Page MenuHomePhabricator

Normal jobs sometimes run on tools-webgrid-tomcat.eqiad.wmflabs
Closed, InvalidPublic

Description

nl:User:Valhallasw-toolserver-botje runs from a crontab on tools-login under the nlwikibots service group:

0 * * * * qsub $HOME/bin/tvpupdater > /dev/null

The job is queued hourly, and only at midnight local time (Europe/Amsterdam), pages are edited on nlwiki. This currently corresponds to 2300UTC, and 2200UTC in the near future.

In the edit message, the bot reports the host at which it is currently running:
https://nl.wikipedia.org/wiki/Speciaal:Bijdragen/Valhallasw-toolserver-botje

Expected behavior would be running from the tools-exec-* hosts, but the bot often runs from the tools-webgrid-tomcat host.

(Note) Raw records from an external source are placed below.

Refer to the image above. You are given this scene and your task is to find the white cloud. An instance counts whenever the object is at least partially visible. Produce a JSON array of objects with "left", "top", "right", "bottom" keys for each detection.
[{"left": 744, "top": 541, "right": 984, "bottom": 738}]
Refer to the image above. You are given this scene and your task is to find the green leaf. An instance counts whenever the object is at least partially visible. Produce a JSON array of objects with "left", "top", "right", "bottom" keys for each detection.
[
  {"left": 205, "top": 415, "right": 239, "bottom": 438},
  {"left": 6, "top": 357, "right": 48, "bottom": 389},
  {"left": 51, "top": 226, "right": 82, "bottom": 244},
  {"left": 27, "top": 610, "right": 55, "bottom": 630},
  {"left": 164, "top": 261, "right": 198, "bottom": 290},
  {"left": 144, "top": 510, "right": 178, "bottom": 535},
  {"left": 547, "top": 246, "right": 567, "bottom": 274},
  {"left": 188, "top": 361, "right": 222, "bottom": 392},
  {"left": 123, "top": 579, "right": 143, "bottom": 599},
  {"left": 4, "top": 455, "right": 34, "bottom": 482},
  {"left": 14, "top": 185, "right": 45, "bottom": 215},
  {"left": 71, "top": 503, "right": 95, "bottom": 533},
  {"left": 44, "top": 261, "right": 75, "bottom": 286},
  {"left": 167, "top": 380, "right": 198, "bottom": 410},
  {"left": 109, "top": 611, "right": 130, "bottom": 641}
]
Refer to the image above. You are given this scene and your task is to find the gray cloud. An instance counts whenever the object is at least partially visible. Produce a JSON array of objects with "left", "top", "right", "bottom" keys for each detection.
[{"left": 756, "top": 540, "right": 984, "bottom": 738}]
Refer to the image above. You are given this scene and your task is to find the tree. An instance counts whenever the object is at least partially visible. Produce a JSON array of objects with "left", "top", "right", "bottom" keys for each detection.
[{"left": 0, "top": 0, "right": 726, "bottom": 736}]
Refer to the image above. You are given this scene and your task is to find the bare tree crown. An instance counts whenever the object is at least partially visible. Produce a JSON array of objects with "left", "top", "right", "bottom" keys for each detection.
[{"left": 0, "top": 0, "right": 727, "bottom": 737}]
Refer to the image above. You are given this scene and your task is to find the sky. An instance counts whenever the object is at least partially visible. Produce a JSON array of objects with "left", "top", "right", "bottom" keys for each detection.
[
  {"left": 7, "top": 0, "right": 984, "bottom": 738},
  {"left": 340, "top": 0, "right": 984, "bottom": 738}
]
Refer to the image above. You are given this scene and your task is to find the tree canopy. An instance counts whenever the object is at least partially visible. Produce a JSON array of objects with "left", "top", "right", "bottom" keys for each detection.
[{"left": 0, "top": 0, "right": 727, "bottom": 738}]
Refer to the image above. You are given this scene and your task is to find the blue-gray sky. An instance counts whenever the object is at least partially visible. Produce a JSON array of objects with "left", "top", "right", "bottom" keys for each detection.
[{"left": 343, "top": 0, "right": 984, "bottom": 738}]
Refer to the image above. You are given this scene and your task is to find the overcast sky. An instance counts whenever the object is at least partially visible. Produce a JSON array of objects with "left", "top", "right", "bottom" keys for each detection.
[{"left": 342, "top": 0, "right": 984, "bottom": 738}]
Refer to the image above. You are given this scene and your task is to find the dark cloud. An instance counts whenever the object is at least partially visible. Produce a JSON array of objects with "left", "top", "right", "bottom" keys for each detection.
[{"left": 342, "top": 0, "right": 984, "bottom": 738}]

$HOME/bin/tvpupdater sets several SGE parameters:

#$ -l h_rt=0:30:00 # max runtime
#$ -l virtual_free=25M # max memory use, excluding shared libs, toolserver
#$ -l h_vmem=256M # max memory use, including shared libs, Tools Labs
#$ -l arch=* # mag op zowel linux als solaris
#$ -N tvpupdater-valhallasw # naam van taak, eindigt in naam eigenaar
#$ -M valhallasw@arctus.nl
#$ -m a # alleen mails bij een abort (vanwege bv. runtime-overschrijding)
#$ -b y # draai over netwerkschijf ipv het bestand te kopiëren
#$ -o /dev/null # output naar /dev/null
#$ -e $HOME/tvpupdater-valhallasw.err

and then changes the directory, and invokes ~/bots/tvpupdater/runbot, which activates a virtualenv and, in turn, starts the actual bot script.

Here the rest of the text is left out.